Still, Frederick and his chief supporter on the Planning and Coordination Council, the many-hatted Gary O'Connell (the City Manager who also serves the Airport and RWSA boards), kept up the fight.

Frederick, for instance, noted that he's been given a November deadline to submit preliminary plans for a new 45-foot taller dam to replace the existing Ragged Mountain dams that have been pronounced unsafe by ever-patient state regulators but allowed to operate under a series of conditional permits.

"This is like the last," interjected O'Connell.

"From the tone of some of the letters," added a serious Frederick, "that patience has begun to wear thin."

When Rooker, whose Jack Jouett magisterial district includes part of the diminishing Reservoir, was informed that the dams' faults have been known since 1978, wasn't buying into the rush.

"Before we sign a contract on a 45-foot dam," he said, "we have to get a bid on maintenance dredging."

In recent days, a series of revelations about a potential conflict of interest and hotly disputed dredging estimate from engineering firm Gannett Fleming have highlighted the fact that miffed water users have no direct recourse when they disagree with spending decisions. Certainly they can't get relief at the ballot box, since both authorities are led by government-appointed boards.

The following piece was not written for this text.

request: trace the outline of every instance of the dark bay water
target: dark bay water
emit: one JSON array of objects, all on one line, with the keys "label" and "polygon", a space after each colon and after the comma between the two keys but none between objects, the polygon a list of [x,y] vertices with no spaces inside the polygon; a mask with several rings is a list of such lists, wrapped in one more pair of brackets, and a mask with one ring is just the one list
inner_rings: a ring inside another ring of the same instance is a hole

Although dependent on RWSA's wholesale prices, the City of Charlottesville does give some control of water/sewer rates to an elected body: City Council– who has slated a public hearing on the water plan for May 19. As for City water rates, not yet revealed publicly, that vote is set for June 2.

RWSA chair Mike Gaffney claimed at the May 6 special City Council work session on dredging that despite all the multi-million-dollar structures, City water rates will rise only 1.5 percent annually– County rates by 2.5 percent annually.

Unconvinced County residents can comment to the Albemarle Service Authority's board at its May 22 public hearing on Spotnap Road, but with so much of the spending coming from an unified and unyielding RWSA, there's a worry that some people may have to vote with their feet.